Três letrinhas roubam a cena

O IFA, sigla para insumo farmacêutico ativo, é o componente responsável por gerar a resposta imunológica em medicamentos e vacinas. De acordo com o mesmo levantamento da Coordenação de Ações de Prospecção da Fiocruz, produzimos por aqui apenas 5% dos ingredientes necessários para atender às demandas nacionais, importando o restante.
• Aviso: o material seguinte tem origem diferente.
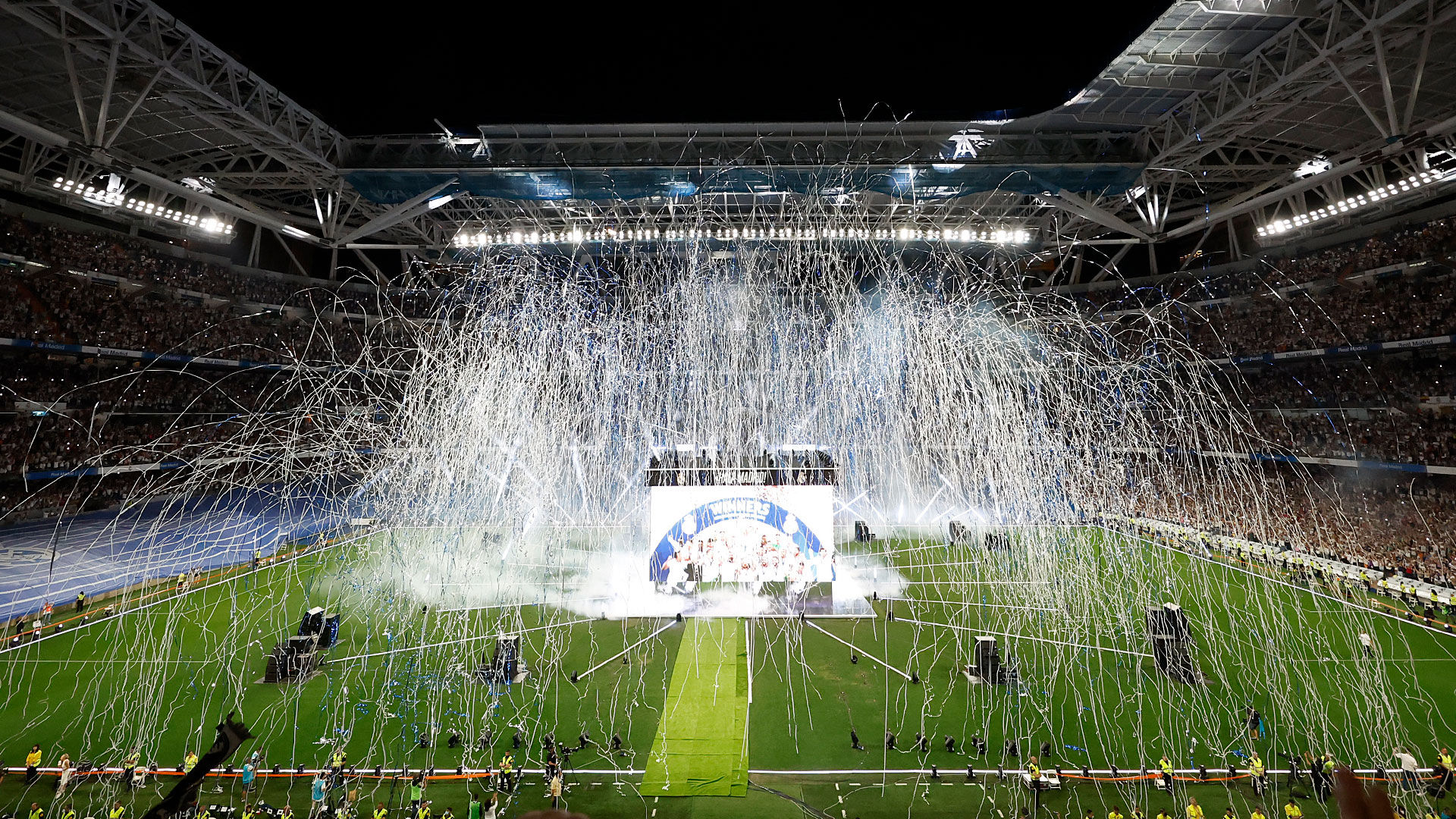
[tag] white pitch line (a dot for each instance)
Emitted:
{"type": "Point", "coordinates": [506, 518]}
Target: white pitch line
{"type": "Point", "coordinates": [273, 561]}
{"type": "Point", "coordinates": [1251, 573]}
{"type": "Point", "coordinates": [452, 642]}
{"type": "Point", "coordinates": [628, 649]}
{"type": "Point", "coordinates": [968, 604]}
{"type": "Point", "coordinates": [856, 649]}
{"type": "Point", "coordinates": [1022, 637]}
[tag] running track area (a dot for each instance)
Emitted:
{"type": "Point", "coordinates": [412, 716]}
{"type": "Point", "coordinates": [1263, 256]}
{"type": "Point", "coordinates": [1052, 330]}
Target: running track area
{"type": "Point", "coordinates": [101, 551]}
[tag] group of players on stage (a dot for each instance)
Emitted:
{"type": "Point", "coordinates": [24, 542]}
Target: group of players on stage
{"type": "Point", "coordinates": [740, 560]}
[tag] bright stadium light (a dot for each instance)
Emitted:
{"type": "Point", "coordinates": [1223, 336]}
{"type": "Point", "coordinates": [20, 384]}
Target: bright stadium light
{"type": "Point", "coordinates": [112, 196]}
{"type": "Point", "coordinates": [1354, 203]}
{"type": "Point", "coordinates": [576, 235]}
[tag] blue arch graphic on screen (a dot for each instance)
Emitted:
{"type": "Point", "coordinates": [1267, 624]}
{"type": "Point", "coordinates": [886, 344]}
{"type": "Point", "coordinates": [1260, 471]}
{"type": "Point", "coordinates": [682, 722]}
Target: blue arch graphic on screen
{"type": "Point", "coordinates": [733, 509]}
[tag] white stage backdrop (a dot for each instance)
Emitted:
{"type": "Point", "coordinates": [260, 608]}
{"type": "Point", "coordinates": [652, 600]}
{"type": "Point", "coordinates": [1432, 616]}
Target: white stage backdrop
{"type": "Point", "coordinates": [772, 532]}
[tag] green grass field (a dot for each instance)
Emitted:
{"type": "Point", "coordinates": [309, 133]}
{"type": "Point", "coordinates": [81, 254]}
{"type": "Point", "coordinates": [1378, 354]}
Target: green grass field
{"type": "Point", "coordinates": [164, 676]}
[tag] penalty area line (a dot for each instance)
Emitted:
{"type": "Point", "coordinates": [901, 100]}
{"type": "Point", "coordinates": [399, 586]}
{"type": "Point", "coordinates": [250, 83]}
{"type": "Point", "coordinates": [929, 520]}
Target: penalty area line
{"type": "Point", "coordinates": [670, 623]}
{"type": "Point", "coordinates": [856, 649]}
{"type": "Point", "coordinates": [452, 642]}
{"type": "Point", "coordinates": [1024, 637]}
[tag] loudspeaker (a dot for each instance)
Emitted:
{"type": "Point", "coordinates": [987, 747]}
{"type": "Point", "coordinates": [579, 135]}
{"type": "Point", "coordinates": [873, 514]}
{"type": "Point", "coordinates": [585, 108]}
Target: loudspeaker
{"type": "Point", "coordinates": [506, 665]}
{"type": "Point", "coordinates": [987, 657]}
{"type": "Point", "coordinates": [1169, 621]}
{"type": "Point", "coordinates": [331, 632]}
{"type": "Point", "coordinates": [1169, 634]}
{"type": "Point", "coordinates": [312, 621]}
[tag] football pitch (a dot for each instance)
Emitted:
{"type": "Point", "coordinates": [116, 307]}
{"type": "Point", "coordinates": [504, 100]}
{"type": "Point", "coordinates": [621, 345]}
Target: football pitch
{"type": "Point", "coordinates": [761, 710]}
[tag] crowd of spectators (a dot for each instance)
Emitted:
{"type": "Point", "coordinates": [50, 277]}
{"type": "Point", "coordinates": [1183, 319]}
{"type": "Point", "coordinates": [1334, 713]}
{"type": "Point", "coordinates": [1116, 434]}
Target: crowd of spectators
{"type": "Point", "coordinates": [1404, 381]}
{"type": "Point", "coordinates": [1427, 241]}
{"type": "Point", "coordinates": [1386, 523]}
{"type": "Point", "coordinates": [1404, 438]}
{"type": "Point", "coordinates": [1343, 315]}
{"type": "Point", "coordinates": [73, 309]}
{"type": "Point", "coordinates": [136, 260]}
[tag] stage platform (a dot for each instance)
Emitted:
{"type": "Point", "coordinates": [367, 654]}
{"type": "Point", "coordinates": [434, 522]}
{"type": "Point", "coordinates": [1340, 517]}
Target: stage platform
{"type": "Point", "coordinates": [766, 599]}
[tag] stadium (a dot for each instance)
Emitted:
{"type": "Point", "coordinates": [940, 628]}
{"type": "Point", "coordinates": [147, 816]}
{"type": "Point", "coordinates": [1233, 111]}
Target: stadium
{"type": "Point", "coordinates": [1091, 461]}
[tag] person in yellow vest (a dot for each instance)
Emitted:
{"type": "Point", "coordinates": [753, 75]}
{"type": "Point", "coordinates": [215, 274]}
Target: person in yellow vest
{"type": "Point", "coordinates": [33, 765]}
{"type": "Point", "coordinates": [130, 765]}
{"type": "Point", "coordinates": [1445, 773]}
{"type": "Point", "coordinates": [507, 771]}
{"type": "Point", "coordinates": [1258, 774]}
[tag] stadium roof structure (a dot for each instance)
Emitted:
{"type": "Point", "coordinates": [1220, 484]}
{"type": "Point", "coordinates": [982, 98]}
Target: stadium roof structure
{"type": "Point", "coordinates": [1248, 117]}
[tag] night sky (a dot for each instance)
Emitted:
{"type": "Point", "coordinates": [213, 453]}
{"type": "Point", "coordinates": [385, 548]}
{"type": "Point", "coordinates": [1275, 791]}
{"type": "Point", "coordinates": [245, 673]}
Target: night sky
{"type": "Point", "coordinates": [394, 69]}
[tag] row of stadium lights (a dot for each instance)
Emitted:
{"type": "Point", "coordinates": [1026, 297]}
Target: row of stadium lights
{"type": "Point", "coordinates": [576, 237]}
{"type": "Point", "coordinates": [1346, 206]}
{"type": "Point", "coordinates": [117, 199]}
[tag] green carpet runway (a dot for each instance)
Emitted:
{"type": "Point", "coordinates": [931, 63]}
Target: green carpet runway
{"type": "Point", "coordinates": [702, 745]}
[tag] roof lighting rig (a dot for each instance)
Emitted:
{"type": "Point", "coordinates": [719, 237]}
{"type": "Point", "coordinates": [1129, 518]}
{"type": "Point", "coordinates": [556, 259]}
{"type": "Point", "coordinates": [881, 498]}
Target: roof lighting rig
{"type": "Point", "coordinates": [759, 232]}
{"type": "Point", "coordinates": [111, 196]}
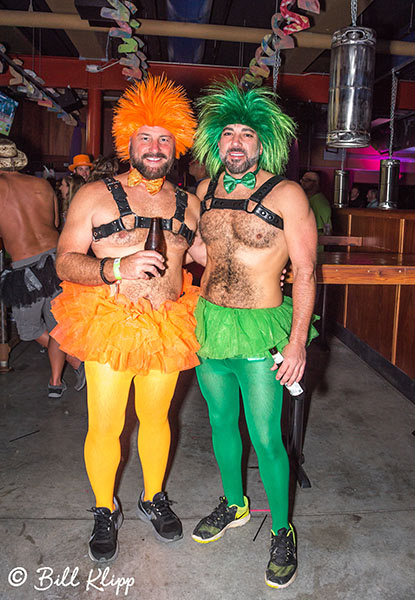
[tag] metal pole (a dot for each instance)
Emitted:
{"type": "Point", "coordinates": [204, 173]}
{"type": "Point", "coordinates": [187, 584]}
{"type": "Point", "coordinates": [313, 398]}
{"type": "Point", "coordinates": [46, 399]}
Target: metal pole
{"type": "Point", "coordinates": [4, 346]}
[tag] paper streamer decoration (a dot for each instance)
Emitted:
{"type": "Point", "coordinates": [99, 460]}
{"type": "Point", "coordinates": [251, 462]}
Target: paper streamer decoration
{"type": "Point", "coordinates": [32, 87]}
{"type": "Point", "coordinates": [134, 61]}
{"type": "Point", "coordinates": [283, 24]}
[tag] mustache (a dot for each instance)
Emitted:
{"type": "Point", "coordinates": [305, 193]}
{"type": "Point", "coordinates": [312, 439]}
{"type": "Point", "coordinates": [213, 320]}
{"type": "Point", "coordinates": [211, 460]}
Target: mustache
{"type": "Point", "coordinates": [236, 150]}
{"type": "Point", "coordinates": [154, 155]}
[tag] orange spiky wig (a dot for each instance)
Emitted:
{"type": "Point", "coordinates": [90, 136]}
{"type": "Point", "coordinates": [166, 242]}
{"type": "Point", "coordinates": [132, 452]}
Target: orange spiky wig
{"type": "Point", "coordinates": [156, 102]}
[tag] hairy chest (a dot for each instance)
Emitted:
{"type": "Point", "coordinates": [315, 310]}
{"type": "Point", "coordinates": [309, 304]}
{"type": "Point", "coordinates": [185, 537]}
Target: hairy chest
{"type": "Point", "coordinates": [238, 228]}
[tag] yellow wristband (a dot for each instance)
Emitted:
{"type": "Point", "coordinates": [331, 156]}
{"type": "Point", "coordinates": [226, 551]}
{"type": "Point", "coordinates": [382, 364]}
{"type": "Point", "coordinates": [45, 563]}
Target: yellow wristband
{"type": "Point", "coordinates": [116, 269]}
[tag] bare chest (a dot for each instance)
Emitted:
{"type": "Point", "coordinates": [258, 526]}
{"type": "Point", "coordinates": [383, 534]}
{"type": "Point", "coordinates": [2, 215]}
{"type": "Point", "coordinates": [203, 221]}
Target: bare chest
{"type": "Point", "coordinates": [239, 228]}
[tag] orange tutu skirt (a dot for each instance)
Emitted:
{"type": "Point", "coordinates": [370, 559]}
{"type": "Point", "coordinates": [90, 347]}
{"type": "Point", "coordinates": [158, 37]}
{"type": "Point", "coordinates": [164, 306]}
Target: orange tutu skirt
{"type": "Point", "coordinates": [95, 326]}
Por enquanto, essa também é a realidade dos imunizantes que compõem o cardápio da campanha de vacinação contra a Covid-19.
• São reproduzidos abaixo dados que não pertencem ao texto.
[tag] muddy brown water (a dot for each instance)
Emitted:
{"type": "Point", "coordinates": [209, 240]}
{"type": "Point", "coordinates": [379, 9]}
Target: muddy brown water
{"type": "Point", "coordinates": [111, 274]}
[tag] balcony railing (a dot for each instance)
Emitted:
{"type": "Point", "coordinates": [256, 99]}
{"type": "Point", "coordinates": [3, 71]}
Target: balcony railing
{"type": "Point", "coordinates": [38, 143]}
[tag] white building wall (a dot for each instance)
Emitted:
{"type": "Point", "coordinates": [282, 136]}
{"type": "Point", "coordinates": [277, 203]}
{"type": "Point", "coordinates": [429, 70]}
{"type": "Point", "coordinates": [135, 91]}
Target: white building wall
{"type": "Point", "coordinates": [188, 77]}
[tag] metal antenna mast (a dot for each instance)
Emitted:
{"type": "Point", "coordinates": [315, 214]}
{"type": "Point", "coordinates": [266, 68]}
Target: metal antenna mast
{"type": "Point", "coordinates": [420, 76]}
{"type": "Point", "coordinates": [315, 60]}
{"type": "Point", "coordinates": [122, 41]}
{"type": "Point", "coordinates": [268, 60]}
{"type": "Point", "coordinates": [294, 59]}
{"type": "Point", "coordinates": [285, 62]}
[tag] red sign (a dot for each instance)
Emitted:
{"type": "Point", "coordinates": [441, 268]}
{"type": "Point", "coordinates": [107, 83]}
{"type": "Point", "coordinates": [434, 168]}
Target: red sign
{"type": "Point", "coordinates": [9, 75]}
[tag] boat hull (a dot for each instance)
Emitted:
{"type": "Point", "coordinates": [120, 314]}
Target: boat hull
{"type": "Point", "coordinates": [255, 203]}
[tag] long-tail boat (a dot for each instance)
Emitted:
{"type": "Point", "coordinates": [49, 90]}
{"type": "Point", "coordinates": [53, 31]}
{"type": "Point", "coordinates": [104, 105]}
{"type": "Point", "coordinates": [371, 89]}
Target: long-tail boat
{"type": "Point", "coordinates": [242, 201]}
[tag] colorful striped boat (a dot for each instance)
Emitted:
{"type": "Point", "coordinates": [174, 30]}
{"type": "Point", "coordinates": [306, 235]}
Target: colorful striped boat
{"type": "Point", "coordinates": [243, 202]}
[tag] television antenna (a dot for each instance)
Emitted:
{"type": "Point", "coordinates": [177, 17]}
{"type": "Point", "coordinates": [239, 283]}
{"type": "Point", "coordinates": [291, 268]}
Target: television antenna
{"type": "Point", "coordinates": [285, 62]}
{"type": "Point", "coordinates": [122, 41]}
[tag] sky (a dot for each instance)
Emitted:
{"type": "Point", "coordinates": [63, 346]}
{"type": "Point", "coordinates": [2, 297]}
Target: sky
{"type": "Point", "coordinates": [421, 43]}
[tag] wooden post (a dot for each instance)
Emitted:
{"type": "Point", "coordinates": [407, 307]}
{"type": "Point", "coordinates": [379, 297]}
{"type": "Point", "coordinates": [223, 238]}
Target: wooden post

No caso da CoronaVac – vacina desenvolvida pela empresa chinesa Sinovac que, no Brasil, tem acordo com o Instituto Butantan –, o IFA é o coronavírus inativado. Por enquanto, esse ingrediente é importado da própria Sinovac, cabendo ao Butantan diluí-lo para, em seguida, envasar a vacina. O acordo firmado entre o instituto e a empresa, contudo, prevê a transferência de tecnologia para que o IFA seja fabricado aqui.

Mas, hoje, o Butantan não dispõe da infraestrutura necessária para essa produção. Isso será solucionado em breve: uma fábrica dedicada à CoronaVac começou a ser construída em novembro passado e a previsão é que fique pronta em setembro deste ano. Enquanto a obra não termina, o cumprimento do cronograma acordado entre o centenário instituto, vinculado ao governo de São Paulo, e o Ministério da Saúde, depende da regularidade no envio do IFA da China. O contrato prevê a entrega de 100 milhões de doses ao Programa Nacional de Imunizações (PNI) até agosto.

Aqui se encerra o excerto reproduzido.